Good thing. You might not have a choice.

You see, while the Arcadia in ABC’s Resurrection may look like your normal Midwestern hamlet, there’s something a little … off. Like, for instance, how long-dead residents are suddenly turning up alive and trying to pick up where they left off when death so callously intervened.

Jacob is the first.

The 8-year-old boy drowned 32 years ago. His parents placed him in their family crypt and went through three decades of grieving and mourning, fighting for a sense of normalcy. Then, without so much as a phone call, the kid shows up at the front door—still 8 years old, still wearing the same shirt he drowned in.

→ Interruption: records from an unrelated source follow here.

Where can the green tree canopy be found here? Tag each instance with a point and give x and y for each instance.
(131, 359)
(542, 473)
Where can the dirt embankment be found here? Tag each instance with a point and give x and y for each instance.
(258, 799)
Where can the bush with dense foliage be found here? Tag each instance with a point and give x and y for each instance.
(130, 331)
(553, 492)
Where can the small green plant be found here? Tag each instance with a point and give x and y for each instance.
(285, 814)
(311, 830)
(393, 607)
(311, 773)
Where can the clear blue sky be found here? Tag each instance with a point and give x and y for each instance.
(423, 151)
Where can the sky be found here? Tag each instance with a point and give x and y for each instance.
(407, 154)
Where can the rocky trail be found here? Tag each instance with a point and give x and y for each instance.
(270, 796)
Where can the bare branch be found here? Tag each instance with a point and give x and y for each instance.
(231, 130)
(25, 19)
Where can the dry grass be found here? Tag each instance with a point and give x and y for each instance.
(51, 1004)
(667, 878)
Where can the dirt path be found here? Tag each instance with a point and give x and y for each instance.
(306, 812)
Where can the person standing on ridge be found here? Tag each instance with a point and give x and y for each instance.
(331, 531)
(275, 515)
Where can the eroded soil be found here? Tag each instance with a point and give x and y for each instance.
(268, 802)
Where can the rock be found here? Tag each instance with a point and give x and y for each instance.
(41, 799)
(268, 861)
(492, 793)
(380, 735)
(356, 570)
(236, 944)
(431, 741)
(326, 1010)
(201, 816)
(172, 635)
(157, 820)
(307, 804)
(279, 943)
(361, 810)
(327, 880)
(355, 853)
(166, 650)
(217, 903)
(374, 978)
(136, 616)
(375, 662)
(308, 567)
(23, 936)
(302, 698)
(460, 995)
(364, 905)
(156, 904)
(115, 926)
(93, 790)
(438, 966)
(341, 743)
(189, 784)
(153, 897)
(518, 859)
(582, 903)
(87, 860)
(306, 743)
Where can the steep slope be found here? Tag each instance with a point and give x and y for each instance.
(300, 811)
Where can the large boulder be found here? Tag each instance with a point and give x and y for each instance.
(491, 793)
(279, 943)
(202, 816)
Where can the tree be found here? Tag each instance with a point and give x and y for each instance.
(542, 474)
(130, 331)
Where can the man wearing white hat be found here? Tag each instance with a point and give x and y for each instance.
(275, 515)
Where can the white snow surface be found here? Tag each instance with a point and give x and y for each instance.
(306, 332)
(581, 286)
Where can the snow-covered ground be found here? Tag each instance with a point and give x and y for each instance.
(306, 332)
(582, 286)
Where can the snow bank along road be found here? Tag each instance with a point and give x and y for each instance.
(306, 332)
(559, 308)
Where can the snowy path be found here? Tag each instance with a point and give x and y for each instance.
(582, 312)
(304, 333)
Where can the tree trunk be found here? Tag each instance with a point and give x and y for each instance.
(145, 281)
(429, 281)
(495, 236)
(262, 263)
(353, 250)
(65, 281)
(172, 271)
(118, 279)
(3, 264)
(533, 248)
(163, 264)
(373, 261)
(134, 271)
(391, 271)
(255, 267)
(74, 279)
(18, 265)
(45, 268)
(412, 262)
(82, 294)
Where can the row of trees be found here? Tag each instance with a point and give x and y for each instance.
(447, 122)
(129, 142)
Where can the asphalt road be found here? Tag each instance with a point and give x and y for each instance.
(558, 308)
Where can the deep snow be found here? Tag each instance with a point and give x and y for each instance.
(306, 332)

Soon long-lost friends and relatives begin popping up everywhere. They don’t shamble like zombies or moan like ghosts. They seem to be exactly who they used to be, the same ages and with the same predilections and personality they had before they—well, you know. And while this inexplicable happening is both wonderful and a little creepy, immigration agent J. Martin Bellamy is determined to find out just what, exactly, is happening.

Resurrection feels like The X-Files meets  Lost meets Mayberry R.F.D., an unsettling, sometimes touching drama predicated on a head-scratching premise. It’s the sort of show that seems likely to spark scads of questions in both the characters and their audience: Have they really come back to life, or did someone keep them in a deep freeze somewhere? Why are these people coming back and not those people? Is it all part of a government conspiracy? Is it a miracle from God? And just how would I handle it if my Grandma Beezelkins showed up at my door after all these years? Should I keep her favorite snack foods in the pantry, just in case?

It’s all quite provocative and, I think, promising. I like it when a television show dares to ask some of life’s bigger questions, and what happens after death is one of the biggest. I don’t think ABC intends for Resurrection to be solely a philosophical think piece (they do still have to sell advertising, after all), but neither do the show’s producers seem to be dodging the big themes lurking in the corners, either. This is a story built on mystery, one that appears to be a flat-out miracle. As such, it mulls how such a thing might impact how we think about those who’ve returned from the dead, about ourselves and about God—treating all of them with import and honesty.

“I’ve been preaching the miracles of God for 10 years,” says Pastor Tom Hale, Jacob’s now-grown childhood friend. “Now one happens right in front of me, and I won’t believe?”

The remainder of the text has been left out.